Is it appropriate
Yes it is. Science is about exchange of information. Unless the other researchers are on a rival group that hate you, I see no reason for you not to ask them. Put yourself in their shoes, and you will see it is actually in their own interest to help you. Two things that might go through their head:
- Someone is asking me about my research! I will help them so they can cite me, my h-index will go up and I will be promoted sooner!
- Someone is asking me about my research! I will help them so they will invite me to their next symposium/colloquium/workshop to speak
about the subject!
By asking them a question, you are not making the impression that you do not know. Assuming they help you, you should know afterwards. You are learning, and people also learn by explaining themselves. Maybe your question will make them think of something they didn't before? This starts a discussion and opens up new opportunities. Who knows? You might even collaborate in the future.
This discussion is also beneficial if you meet them later on, let's say in a conference. Instead of saying "hi, I'm convexityftw" followed by an awkward silence, you can start with "hi, I'm convexityftw and we talked before on the subject of...I did this...got that...". You're getting your name known, and this is just one form of networking.
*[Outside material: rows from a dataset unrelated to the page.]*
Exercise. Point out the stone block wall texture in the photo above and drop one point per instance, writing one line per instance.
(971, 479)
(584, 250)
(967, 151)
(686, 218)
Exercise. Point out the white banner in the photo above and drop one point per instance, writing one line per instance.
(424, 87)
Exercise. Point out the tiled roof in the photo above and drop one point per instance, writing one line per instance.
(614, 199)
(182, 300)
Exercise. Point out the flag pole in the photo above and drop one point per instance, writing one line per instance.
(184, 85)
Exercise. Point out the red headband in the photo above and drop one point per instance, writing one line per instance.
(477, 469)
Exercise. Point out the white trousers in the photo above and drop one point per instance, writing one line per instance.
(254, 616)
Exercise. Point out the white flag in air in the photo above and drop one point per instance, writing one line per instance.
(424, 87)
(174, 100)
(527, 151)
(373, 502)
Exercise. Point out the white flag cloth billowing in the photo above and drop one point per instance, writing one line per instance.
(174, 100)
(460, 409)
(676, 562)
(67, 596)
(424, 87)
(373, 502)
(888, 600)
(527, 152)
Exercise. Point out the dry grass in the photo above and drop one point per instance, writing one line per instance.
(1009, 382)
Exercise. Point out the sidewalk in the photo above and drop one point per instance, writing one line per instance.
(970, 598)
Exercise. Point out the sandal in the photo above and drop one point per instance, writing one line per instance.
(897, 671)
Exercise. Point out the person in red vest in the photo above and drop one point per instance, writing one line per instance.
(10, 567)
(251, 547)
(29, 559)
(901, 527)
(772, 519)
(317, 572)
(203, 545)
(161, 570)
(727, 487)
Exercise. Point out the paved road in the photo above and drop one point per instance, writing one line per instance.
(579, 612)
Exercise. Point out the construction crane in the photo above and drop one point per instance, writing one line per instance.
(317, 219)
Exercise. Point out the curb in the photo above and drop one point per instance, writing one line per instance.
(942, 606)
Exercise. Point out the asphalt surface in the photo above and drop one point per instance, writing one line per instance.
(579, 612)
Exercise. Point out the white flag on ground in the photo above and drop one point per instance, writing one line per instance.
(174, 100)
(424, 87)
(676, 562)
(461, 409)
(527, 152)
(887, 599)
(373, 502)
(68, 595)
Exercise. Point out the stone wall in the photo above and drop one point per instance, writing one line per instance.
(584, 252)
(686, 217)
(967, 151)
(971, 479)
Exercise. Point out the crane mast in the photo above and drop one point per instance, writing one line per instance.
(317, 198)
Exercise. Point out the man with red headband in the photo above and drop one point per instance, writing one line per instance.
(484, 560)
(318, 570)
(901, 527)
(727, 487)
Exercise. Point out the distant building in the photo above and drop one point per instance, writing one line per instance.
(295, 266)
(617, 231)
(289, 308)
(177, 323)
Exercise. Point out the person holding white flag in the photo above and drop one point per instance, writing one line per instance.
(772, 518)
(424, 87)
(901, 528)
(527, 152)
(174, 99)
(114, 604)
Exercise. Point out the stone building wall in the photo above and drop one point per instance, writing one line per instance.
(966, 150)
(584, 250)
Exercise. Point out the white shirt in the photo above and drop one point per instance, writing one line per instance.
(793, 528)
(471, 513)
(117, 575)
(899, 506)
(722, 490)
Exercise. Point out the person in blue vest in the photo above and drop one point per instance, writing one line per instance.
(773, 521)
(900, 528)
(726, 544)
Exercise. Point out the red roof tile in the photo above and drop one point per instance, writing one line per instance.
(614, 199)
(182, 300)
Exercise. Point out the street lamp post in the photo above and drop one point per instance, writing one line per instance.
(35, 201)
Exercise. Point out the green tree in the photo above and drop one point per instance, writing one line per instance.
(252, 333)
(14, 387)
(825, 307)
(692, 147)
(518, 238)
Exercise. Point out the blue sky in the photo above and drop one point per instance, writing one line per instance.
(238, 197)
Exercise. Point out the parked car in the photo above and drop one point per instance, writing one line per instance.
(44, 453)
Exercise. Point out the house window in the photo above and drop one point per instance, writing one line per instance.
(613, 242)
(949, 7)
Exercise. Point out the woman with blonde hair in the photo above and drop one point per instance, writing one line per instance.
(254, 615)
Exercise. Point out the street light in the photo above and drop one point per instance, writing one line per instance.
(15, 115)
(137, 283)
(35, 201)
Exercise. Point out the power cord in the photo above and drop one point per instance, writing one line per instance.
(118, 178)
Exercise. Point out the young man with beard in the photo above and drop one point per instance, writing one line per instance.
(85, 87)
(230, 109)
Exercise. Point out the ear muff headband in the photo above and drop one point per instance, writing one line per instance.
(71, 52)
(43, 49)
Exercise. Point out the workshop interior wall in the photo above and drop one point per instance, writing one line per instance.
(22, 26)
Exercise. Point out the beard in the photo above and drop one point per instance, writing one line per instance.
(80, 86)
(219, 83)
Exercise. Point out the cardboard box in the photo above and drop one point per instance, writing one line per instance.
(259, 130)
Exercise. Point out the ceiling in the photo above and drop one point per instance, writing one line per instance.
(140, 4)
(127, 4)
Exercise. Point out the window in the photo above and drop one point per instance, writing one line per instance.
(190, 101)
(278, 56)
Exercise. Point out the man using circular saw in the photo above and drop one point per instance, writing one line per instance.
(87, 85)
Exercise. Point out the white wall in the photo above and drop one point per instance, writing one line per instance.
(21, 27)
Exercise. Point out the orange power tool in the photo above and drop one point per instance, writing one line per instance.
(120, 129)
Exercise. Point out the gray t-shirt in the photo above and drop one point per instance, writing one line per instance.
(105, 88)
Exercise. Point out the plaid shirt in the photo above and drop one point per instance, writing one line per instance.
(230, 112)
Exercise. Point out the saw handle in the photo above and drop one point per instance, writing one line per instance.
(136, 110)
If so, should I mention my advisor at all?
No, in my opinion. Being a PhD student means you're being trained as an independent researcher. It's a matter between you, researcher A, and the author(s), researcher B. Your advisor should not babysit you or give you the answers. It's your job.
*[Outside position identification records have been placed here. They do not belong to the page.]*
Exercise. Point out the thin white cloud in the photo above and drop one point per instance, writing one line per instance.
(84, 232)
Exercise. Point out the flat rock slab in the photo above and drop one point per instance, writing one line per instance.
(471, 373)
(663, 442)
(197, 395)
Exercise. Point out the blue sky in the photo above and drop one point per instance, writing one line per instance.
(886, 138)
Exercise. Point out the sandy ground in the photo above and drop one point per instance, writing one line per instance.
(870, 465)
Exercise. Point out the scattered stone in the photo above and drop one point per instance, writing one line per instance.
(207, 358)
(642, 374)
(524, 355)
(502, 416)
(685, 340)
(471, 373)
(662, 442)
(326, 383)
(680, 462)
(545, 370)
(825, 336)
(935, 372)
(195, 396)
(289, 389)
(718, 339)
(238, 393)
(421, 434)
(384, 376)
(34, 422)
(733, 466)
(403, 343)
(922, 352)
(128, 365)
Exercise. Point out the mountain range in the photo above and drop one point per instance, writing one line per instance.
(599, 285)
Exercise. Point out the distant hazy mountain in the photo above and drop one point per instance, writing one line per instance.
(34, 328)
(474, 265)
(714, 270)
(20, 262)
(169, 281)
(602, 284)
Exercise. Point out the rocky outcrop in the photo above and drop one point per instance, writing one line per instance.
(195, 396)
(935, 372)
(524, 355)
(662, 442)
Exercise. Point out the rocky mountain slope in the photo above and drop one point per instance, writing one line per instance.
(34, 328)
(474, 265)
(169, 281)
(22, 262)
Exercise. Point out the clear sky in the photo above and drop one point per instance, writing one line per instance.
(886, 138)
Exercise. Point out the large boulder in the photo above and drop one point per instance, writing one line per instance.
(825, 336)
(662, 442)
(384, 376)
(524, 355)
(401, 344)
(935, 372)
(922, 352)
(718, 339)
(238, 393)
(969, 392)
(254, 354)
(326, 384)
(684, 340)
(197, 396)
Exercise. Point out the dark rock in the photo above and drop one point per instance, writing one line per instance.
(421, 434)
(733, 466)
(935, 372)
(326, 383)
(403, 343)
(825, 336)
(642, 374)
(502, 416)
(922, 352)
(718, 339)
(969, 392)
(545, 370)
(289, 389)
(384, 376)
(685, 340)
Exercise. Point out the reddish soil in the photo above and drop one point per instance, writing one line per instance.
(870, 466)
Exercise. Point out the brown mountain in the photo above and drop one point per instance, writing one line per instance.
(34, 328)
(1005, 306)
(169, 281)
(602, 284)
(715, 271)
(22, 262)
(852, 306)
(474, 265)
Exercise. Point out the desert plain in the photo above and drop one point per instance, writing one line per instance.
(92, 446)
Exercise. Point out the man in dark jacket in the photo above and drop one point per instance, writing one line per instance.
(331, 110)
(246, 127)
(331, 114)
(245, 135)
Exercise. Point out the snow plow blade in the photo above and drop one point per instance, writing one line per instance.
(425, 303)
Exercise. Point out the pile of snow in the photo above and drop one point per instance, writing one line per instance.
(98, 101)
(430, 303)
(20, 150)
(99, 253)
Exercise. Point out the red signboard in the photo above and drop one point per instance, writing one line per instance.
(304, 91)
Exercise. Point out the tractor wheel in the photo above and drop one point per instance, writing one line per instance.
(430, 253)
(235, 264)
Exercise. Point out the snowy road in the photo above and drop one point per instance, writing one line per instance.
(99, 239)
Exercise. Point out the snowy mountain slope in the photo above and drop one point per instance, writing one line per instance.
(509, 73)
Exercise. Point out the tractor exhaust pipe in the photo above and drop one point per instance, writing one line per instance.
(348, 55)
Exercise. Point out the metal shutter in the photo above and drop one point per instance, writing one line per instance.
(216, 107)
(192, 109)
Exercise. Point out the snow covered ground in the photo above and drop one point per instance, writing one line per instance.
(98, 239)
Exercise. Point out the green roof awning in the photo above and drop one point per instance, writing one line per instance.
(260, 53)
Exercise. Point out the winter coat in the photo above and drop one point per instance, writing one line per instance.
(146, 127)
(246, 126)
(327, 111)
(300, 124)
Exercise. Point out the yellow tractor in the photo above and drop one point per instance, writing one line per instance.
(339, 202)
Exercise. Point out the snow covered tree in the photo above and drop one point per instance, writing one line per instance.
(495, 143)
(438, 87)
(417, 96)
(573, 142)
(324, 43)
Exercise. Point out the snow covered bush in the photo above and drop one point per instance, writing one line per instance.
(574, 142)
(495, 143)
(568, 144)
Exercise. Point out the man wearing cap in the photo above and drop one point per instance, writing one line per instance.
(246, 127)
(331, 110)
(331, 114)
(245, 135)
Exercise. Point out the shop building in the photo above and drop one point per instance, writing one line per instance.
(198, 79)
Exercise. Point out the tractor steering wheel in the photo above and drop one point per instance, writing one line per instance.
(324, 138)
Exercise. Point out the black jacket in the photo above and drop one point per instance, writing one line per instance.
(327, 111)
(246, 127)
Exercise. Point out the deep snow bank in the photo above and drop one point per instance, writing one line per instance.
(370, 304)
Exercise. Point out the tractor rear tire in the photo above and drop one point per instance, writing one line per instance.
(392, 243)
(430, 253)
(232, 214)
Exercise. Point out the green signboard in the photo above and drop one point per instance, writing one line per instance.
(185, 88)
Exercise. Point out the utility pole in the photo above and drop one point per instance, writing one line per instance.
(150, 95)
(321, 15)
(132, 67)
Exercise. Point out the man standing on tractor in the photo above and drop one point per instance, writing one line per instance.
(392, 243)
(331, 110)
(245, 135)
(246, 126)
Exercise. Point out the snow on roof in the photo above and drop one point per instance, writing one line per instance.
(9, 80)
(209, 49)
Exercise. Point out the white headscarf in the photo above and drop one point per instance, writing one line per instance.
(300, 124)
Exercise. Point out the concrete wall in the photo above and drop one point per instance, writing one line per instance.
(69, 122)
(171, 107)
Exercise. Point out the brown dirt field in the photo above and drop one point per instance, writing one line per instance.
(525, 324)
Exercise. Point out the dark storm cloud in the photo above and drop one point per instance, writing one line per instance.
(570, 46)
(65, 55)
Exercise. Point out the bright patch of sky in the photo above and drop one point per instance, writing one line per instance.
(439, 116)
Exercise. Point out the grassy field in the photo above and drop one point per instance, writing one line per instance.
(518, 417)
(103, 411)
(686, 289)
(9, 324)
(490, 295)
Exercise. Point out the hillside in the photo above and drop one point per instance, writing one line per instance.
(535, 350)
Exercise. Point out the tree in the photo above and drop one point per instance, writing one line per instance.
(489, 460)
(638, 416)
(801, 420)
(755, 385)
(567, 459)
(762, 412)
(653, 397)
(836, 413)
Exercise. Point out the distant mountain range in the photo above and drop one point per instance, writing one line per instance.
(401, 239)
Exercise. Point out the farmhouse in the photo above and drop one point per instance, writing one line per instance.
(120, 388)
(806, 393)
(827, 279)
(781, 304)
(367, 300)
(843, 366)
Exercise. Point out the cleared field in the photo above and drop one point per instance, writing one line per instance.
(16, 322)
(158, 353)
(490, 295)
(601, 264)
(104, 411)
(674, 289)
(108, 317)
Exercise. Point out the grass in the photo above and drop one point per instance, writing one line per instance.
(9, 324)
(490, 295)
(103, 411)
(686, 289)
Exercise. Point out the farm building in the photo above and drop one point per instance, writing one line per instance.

asking such a stupid question
- There are no stupid questions.
- I don't know in how many seminars and conferences you've been, but I've heard so many "stupid questions" from senior professors, so I don't worry about it anymore. I'm in good company and we're all asking stupid questions.
I will finish with some anecdotes from my own experience (a last-year PhD student in the earth sciences):
I send these kind of emails all the time. My advisor doesn't even know or care that I do. I never got a negative reply in the form of "I'm busy I don't want to answer you" or similar. I was ignored only three times. I don't even remember how many positive responses I got - several dozens? Some were more useful than others, but positive nonetheless. I met some of these "important" people at later conferences, and we had good and productive discussions. Now they know me as "the guy who knows X and is good with Y". Only good can come out of this.